Plonger dans le thème de la chanson française, c’est l’assurance de n’en jamais sortir.
Après Garou, je ne peux donc résister à la tentation de vous parler du dernier album perpétré par Florent Pagny. Vous savez, celui où il chante Brel.
Non ce n’est pas une blague.
Même que ça s'appelle "Pagny chante Brel".
On pensait être à l’abri.
Et en fait, non.
Mais alors pas du tout.
11 titres. 11 tortures fines. 11 moyen de saigner des tympans, de perdre ses oreilles, de pleurer de rage, de baver d’horreur, de crier au blasphème ou de rougir de honte. 11 reprises à virer sa politique cuti, pour se mettre à rêver de vol charter ramenant Pagny droit vers sa Patagonie.
Vous trouvez ce virage à droite un peu disproportionné ? C’est que vous n’avez pas idée du mal commis. Brel est un mythe, un génie de la scène, un immense, un agitateur d’âme, un faiseur de silence. Et qui se frotte à la reprise, souvent s’y brise.
Bien sûr, libre à Pagny de s’attaquer au monstre sacré, de se rêver casseur d’icône et élève dépassant le maître. A l’homme qui a du cœur, rien n’est –parait-il- impossible. D'ailleurs, si Pagny avait compris son texte au lieu de seulement l’apprendre, son album n’aurait peut-être pas tourné au supplice.
Le cœur du problème, c’est que Pagny transforme ses reprises de Brel en prouesses techniques, lieux d’éclats de voix et de trémolos inutiles. Tu y cherches laborieusement la moindre trace d’émotion ou d’empathie, et vite tu sens que ce sera inutile. Alors longuement, pour t’occuper, tu te demandes qui de Pagny ou d'une huître saura t’émouvoir en premier.

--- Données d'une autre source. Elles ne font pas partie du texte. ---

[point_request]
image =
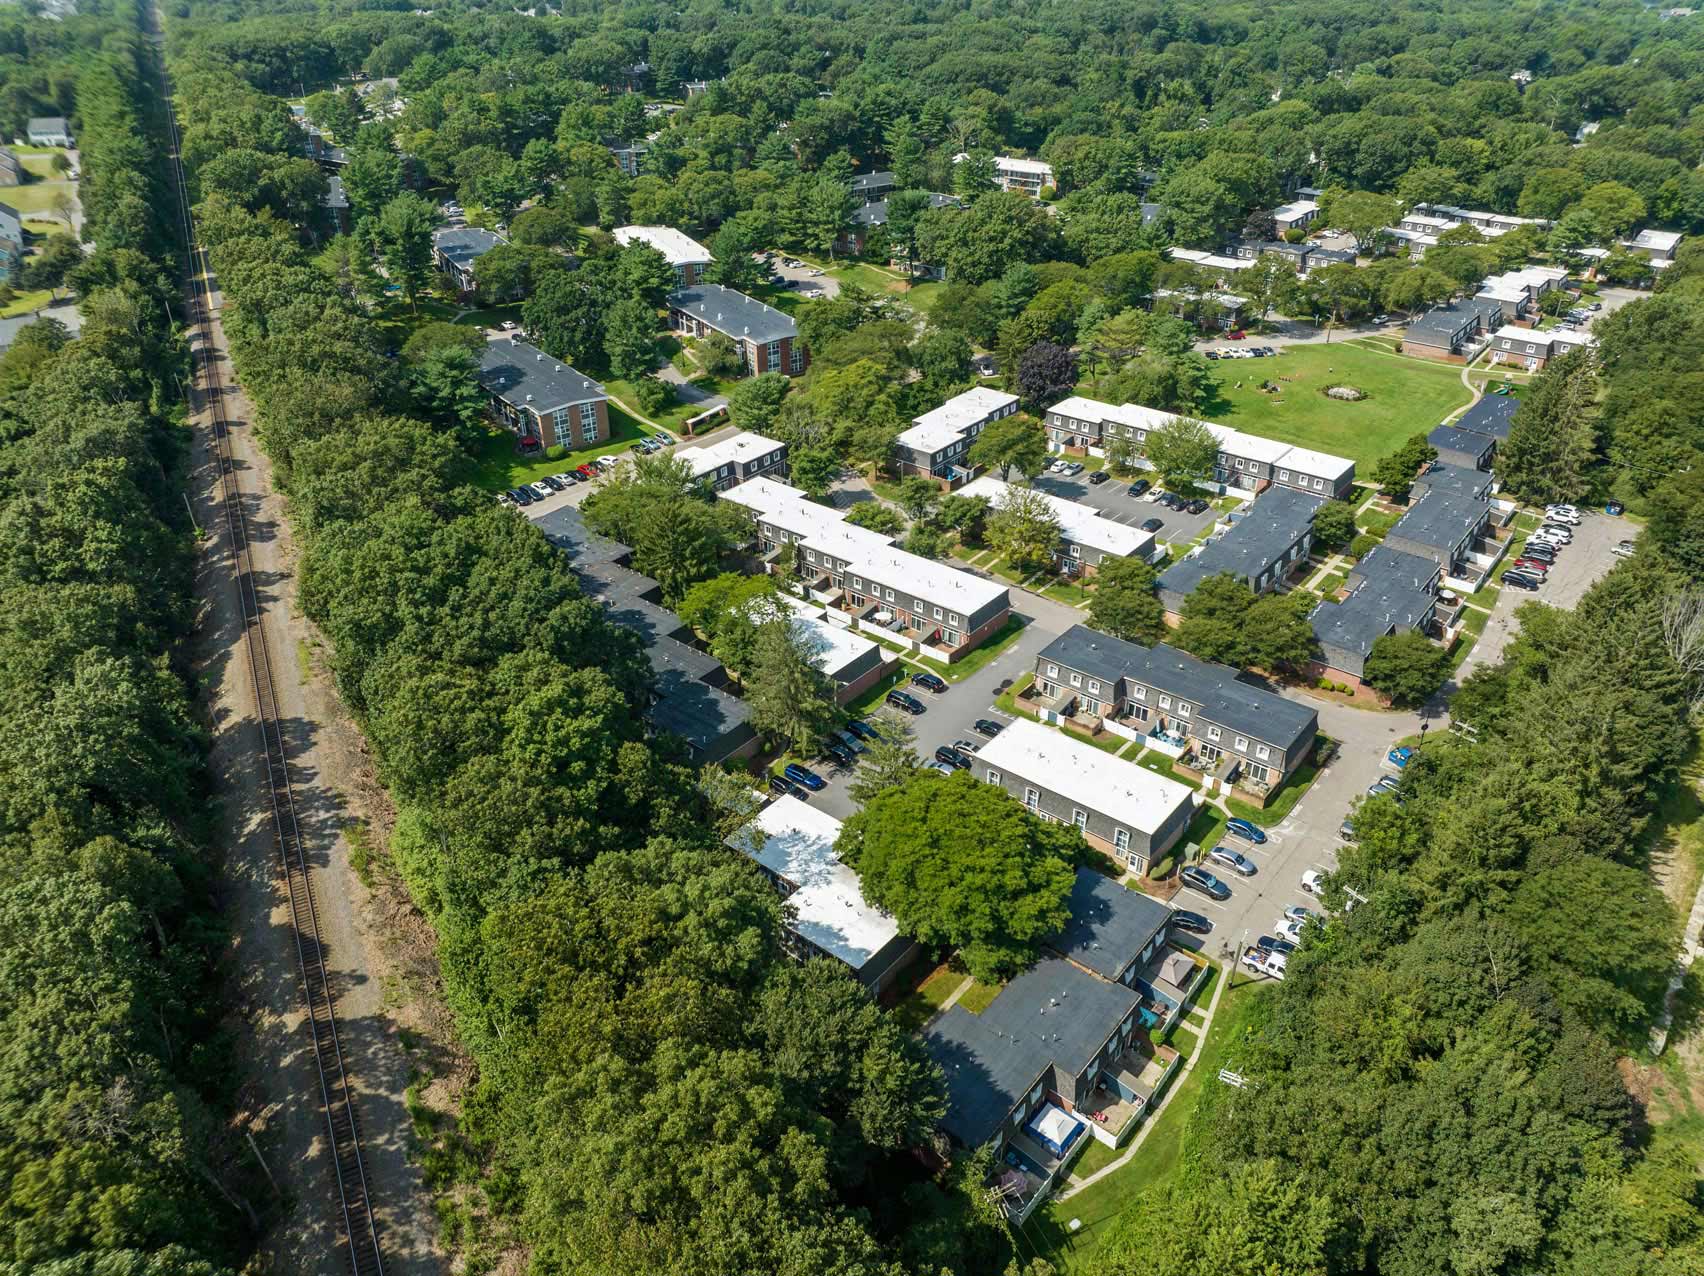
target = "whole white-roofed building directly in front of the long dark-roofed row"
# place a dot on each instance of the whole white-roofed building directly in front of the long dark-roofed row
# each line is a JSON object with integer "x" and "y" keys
{"x": 1120, "y": 808}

Le dernier titre de l’album qui clôt ce feu d’artifice tiré à la gloire de l’horreur mélodique, a tout de la gerbe finale (sans jeu de mot, c’est promis).
Il s’agit des La chanson vieux amants.
Repris sur une orchestration Bossa-Nova (il a osé, le bougre).
Tu as beau t’y être préparé 10 titres durant, quand sa voix chante «Finalement, finalement, il nous fallut bien du talent, pour être vieux sans être adultes», cette phrase dont la beauté savait te faire venir les larmes, t’apparaît soudain comme ingrate et inutile.
Et là, hébété, tu te rends compte que Pagny, c’est le mec qui sait te faire le coup du lapin avec de la poésie amie.